Figure 7. Removal of external Ca²⁺ or Mg²⁺ does not affect capsaicin-induced inward current after prior desensitization of the response to capsaicin.

A, trace from a voltage-clamped DRG neurone exposed to Ca²⁺ (1 mM)- and Mg²⁺ (1 mM)-containing external solution throughout. Capsaicin (0.5 μM) was applied as a conditioning pulse for 5 s to produce desensitization, then re-applied as a test pulse for approximately 60 s during which time the I-V curve was determined. The right-hand panel shows the I-V relationship for capsaicin-activated current obtained during the test pulse (means ±s.e.m., n = 5). B, current recorded from a second DRG neurone. Data were obtained using the same protocol as in A except that the test pulse was applied in the absence of Ca²⁺ (no added Ca²⁺, 100 μM EGTA).
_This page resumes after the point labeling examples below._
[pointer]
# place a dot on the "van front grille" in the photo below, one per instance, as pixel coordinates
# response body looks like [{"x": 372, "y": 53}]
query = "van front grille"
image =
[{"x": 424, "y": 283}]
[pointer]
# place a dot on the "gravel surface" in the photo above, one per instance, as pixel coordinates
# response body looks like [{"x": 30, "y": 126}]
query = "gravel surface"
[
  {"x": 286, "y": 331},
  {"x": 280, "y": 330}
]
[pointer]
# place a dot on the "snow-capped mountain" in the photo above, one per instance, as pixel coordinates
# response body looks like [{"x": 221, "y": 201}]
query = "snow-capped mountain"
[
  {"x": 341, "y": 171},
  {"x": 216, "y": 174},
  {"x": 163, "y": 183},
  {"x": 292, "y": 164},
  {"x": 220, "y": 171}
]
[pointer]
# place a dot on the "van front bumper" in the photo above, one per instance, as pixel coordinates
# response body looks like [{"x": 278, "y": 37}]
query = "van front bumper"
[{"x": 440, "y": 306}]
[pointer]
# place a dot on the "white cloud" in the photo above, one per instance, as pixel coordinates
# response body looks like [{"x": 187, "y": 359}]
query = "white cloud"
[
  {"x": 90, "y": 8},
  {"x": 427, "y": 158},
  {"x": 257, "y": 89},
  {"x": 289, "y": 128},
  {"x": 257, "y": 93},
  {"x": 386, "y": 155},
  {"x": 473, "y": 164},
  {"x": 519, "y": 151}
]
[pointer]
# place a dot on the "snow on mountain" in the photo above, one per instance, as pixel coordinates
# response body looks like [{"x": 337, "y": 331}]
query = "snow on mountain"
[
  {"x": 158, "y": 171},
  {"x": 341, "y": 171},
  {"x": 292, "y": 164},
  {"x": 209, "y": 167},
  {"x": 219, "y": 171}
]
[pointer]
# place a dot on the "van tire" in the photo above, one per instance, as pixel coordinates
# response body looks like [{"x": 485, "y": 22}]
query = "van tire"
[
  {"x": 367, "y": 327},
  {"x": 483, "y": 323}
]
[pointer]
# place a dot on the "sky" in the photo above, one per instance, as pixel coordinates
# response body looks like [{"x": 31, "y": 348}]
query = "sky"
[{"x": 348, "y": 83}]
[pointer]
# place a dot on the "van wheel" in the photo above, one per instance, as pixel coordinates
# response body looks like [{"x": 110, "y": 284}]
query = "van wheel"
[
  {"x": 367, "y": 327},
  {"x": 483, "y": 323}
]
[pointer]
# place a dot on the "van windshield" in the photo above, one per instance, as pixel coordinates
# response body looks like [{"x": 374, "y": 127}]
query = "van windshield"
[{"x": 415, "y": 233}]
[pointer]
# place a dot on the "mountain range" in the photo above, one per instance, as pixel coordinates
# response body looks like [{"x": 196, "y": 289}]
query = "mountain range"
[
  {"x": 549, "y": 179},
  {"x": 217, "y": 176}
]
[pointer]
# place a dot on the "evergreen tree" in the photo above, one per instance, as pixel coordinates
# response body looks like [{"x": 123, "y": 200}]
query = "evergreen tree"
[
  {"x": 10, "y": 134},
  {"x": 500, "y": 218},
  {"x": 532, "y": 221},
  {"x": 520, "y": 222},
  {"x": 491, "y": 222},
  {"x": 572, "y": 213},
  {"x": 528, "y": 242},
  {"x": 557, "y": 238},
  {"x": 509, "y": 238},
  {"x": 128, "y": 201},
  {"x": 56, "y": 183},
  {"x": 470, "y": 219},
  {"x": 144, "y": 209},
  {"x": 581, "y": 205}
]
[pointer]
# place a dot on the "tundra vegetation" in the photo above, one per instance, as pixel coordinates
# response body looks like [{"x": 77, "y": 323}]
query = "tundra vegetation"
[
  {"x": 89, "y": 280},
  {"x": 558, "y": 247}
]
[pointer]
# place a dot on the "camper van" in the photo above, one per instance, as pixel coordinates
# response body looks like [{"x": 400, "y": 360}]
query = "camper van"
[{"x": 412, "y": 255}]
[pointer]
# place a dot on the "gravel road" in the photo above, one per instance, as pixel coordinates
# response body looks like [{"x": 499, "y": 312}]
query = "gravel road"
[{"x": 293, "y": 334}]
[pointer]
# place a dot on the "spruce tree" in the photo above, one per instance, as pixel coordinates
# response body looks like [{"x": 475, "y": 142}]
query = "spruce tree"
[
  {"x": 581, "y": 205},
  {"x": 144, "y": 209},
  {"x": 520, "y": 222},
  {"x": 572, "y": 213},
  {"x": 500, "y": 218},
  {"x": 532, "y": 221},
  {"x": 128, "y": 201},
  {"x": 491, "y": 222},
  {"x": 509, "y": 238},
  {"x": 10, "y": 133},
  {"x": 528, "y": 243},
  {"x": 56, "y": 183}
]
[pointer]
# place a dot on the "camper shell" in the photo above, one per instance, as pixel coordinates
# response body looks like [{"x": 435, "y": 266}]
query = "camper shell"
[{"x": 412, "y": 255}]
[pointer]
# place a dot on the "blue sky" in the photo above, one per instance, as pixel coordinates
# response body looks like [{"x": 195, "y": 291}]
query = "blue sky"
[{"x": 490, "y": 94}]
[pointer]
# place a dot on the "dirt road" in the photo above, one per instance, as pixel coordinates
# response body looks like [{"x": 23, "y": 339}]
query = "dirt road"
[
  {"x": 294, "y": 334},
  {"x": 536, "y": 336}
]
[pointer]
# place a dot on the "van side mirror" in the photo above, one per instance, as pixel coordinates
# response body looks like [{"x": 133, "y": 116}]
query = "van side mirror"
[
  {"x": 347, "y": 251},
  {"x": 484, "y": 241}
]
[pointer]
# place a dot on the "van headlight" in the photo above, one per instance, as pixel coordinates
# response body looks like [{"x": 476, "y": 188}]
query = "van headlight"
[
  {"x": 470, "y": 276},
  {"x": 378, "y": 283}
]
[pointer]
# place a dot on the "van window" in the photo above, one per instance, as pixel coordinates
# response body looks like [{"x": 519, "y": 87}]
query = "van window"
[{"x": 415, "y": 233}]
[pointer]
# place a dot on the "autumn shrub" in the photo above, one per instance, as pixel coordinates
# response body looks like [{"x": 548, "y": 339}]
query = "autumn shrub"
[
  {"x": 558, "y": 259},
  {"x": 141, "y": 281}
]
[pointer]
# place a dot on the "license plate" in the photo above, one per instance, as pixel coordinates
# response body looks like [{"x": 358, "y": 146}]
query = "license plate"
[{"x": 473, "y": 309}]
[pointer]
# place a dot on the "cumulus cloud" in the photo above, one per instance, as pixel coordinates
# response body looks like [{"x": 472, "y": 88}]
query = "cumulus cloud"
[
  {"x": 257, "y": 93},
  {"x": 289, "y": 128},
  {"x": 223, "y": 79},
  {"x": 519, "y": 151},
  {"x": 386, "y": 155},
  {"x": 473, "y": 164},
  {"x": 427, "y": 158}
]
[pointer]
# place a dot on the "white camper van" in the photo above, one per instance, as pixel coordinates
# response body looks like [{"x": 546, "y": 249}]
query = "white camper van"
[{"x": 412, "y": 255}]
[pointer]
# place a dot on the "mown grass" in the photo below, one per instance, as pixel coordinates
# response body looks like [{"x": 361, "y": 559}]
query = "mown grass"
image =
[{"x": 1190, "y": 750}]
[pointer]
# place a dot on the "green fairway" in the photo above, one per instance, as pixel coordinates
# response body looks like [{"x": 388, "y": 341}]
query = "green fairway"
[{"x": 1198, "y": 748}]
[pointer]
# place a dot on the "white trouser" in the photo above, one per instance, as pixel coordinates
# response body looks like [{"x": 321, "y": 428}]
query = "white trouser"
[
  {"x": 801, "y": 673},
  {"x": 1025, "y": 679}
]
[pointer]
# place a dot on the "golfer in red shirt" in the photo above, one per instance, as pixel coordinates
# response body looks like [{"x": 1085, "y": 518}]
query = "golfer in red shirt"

The right-hand panel shows the I-V relationship obtained during the test pulse (means ±s.e.m., n = 8). C, trace obtained from a third DRG neurone. The protocol was the same as in A and B except that the test pulse (120 s) was applied in the absence of Ca²⁺ and Mg²⁺. The right-hand panel shows the I-V relationship obtained during the test pulse (means ±s.e.m., n = 5). For each trace open bars indicate application of capsaicin and breaks in the trace during capsaicin application show the points at which I-V curves were generated. V_h was -60 mV. The points on each I-V curve are joined by a polynomial curve fitted after omitting data from potentials between -20 and +10 mV although all data points have been plotted. Background current was subtracted and current was normalized to the inward current at the V_h of -60 mV.